Tutte queste barzellette sul coronavirus sono interessanti, andrebbero prese sul serio, forse sono più importanti del panico. Come novelli giovani di Boccaccio siamo riparati dentro i social per proteggerci dal dilagare di una peste ma, stranamente ed umanamente, siamo portati a ridere della condizione di disagio che insieme viviamo e ci sentiamo più uniti. Gli stili di vita (indossare le mascherine, evitare luoghi affollati, assalire i supermercati), i prodotti ricercati spasmodicamente (l’amuchina) diventano al tempo stesso necessità di sopravvivere e motivo per ridere di noi stessi

Ora siamo davanti ad un guado: quando la "peste" finirà o ripartiamo dall’aver messo da parte gli atteggiamenti irrazionali di panico, che puntualmente fuoriusciranno alla prossima minaccia globale, o ripartiamo dall’unità fraterna che hanno generato quelle risate amare, quel senso di comunità che per un attimo, anche solo virtualmente, ci ha fatto sentire più vicini alla paura di chi vive perennemente in pericolo di vita.

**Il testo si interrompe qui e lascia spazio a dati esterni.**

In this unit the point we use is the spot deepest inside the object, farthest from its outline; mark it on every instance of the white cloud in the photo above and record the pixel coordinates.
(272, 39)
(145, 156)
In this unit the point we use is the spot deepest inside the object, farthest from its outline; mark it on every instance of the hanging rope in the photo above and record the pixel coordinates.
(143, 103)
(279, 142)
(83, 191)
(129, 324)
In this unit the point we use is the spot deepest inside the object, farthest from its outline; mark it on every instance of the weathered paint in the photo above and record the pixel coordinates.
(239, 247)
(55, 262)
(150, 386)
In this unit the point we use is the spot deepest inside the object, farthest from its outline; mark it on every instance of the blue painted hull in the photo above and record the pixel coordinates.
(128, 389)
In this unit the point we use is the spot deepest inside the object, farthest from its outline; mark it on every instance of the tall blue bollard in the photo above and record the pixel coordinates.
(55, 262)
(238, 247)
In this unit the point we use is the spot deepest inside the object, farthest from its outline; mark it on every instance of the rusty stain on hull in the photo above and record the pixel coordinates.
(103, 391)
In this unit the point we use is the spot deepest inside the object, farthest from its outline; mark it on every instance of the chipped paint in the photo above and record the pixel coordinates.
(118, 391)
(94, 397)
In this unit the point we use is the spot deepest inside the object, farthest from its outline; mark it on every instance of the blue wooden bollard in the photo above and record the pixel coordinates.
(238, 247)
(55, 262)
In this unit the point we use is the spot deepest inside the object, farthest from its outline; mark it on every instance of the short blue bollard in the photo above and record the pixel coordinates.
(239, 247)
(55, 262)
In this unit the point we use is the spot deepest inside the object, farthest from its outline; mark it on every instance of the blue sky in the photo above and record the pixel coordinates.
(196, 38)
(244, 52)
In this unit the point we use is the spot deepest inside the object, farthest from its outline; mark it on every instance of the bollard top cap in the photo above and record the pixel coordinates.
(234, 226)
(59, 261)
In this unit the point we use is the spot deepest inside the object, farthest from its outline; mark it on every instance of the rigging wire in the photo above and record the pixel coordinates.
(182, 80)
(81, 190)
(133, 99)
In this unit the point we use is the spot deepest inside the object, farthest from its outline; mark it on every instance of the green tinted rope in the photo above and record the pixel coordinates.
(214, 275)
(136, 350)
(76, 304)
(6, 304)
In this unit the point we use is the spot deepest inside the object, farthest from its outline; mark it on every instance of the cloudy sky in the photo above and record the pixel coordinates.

Dal panico ce ne usciremo attraverso la solita deriva organizzativistica delle società moderne, quella deriva che mette tutti sotto il controllo di uno stato paterno che ci darà la falsa convinzione di saperci proteggere dalla morte e dal dolore, uscire semplicemente dal panico ci restituirà quanto prima alla “normalità”: i poveri moriranno da poveri, i ricchi da ricchi, i bambini saranno in pericolo in Siria e nel Mediterraneo senza alcun nostro coinvolgimento empatico così massivo, le calamità colpiranno le regioni povere del mondo e non quelle “sviluppate”, le Borse ricominceranno a produrre miliardi, le Regioni Italiane continueranno ad essere divise negli standard di intervento sanitario, sia di prevenzione che di cura.

Se ripartiamo da quel riso amaro potremo innovare il nostro sguardo, potremo cercare di far tesoro di questi strani giorni in cui una comunità globale “evoluta” è crollata dalla sicumera del “prima gli italiani”, “prima gli inglesi”, “prima gli americani”, al panico di “prima me stesso” per accorgersi che siamo tutti numeri primi e tutti potenzialmente coesi dal nostro essere fragili

Questo virus è assai pericoloso, ma può essere una grande occasione per evolverci davvero verso un’altra modernità, quella che si accorge nuovamente della fragilità degli altri come della propria.